In mathematics, the term mapping, sometimes shortened to map, refers to either a function, often with some sort of special structure, in particular when the relation is taken together with a set that constitutes the codomain,[1] or a morphism in category theory, which generalizes the idea of a function. There are also a few, less common uses in logic and graph theory.

## Maps as functions

In many branches of mathematics, the term map is used to mean a function, sometimes with a specific property of particular importance to that branch. For instance, a "map" is a continuous function in topology, a linear transformation in linear algebra, etc.

Some authors, such as Serge Lang,[2] use "function" only to refer to maps in which the codomain is a set of numbers (i.e. a subset of the fields R or C) and the term mapping for more general functions.

Sets of maps of special kinds are the subjects of many important theories: see for instance Lie group, mapping class group, permutation group.

In the theory of dynamical systems, a map denotes an evolution function used to create discrete dynamical systems. See also Poincaré map.
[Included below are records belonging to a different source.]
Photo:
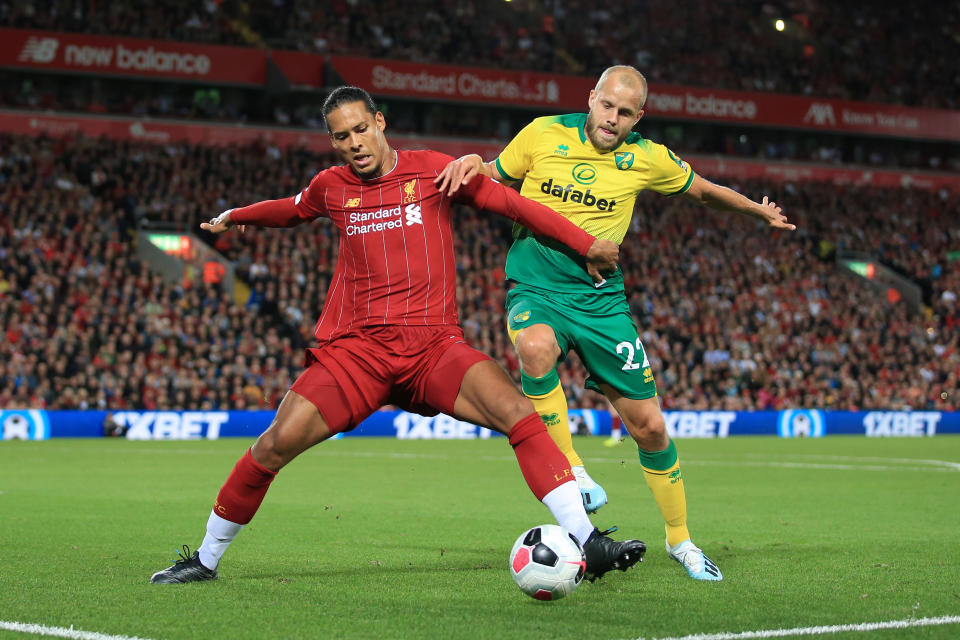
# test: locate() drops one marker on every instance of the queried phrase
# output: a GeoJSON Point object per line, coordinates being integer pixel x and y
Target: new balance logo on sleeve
{"type": "Point", "coordinates": [413, 214]}
{"type": "Point", "coordinates": [39, 50]}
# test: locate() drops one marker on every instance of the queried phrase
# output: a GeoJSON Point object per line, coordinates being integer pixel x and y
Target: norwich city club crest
{"type": "Point", "coordinates": [523, 316]}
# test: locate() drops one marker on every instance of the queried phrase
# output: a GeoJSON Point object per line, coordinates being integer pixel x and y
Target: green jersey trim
{"type": "Point", "coordinates": [632, 138]}
{"type": "Point", "coordinates": [686, 186]}
{"type": "Point", "coordinates": [506, 176]}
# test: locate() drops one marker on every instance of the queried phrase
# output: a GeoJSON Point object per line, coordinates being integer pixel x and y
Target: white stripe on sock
{"type": "Point", "coordinates": [566, 505]}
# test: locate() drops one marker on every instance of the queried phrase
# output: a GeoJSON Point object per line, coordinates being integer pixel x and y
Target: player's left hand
{"type": "Point", "coordinates": [221, 223]}
{"type": "Point", "coordinates": [458, 172]}
{"type": "Point", "coordinates": [774, 216]}
{"type": "Point", "coordinates": [602, 258]}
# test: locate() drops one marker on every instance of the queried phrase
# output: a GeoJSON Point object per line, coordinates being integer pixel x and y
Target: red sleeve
{"type": "Point", "coordinates": [484, 193]}
{"type": "Point", "coordinates": [286, 212]}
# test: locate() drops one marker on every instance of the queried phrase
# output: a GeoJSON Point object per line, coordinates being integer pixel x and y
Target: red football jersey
{"type": "Point", "coordinates": [396, 263]}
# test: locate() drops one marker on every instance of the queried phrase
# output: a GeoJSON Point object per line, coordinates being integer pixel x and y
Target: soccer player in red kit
{"type": "Point", "coordinates": [389, 333]}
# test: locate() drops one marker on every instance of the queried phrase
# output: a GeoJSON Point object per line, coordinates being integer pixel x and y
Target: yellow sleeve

A partial map is a partial function, and a total map is a total function. Related terms like domain, codomain, injective, continuous, etc. can be applied equally to maps and functions, with the same meaning. All these usages can be applied to "maps" as general functions or as functions with special properties.

## Maps as morphisms

In category theory, "map" is often used as a synonym for morphism or arrow, thus for something more general than a function.[3] For example, morphisms ${\displaystyle f\,X\to Y}$, in a concrete category, in other words morphisms that can be viewed as functions, carry with them the information of both its domain (the source ${\displaystyle X}$ of the morphism), but also its co-domain (the target ${\displaystyle Y}$). In the widely used definition of function ${\displaystyle f:X\to Y}$, this is a subset of ${\displaystyle X\times Y}$ consisting of all the pairs ${\displaystyle (x,f(x))}$ for ${\displaystyle x\in X}$. In this sense, the function doesn't capture the information of which set ${\displaystyle Y}$ is used as the co-domain. Only the range ${\displaystyle f(X)}$ is determined by the function.

## Other uses

### In logic

In formal logic, the term map is sometimes used for a functional predicate, whereas a function is a model of such a predicate in set theory.

### In graph theory

An example of a map in graph theory

In graph theory, a map is a drawing of a graph on a surface without overlapping edges (an embedding). If the surface is a plane then a map is a planar graph, similar to a political map.[4]

### In computer science

In the communities surrounding programming languages that treat functions as first-class citizens, a map often refers to the binary higher-order function that takes a function f and a list [v0, v1, ..., vn] as arguments and returns [f(v0), f(v1), ..., f(vn)], where n ≥ 0.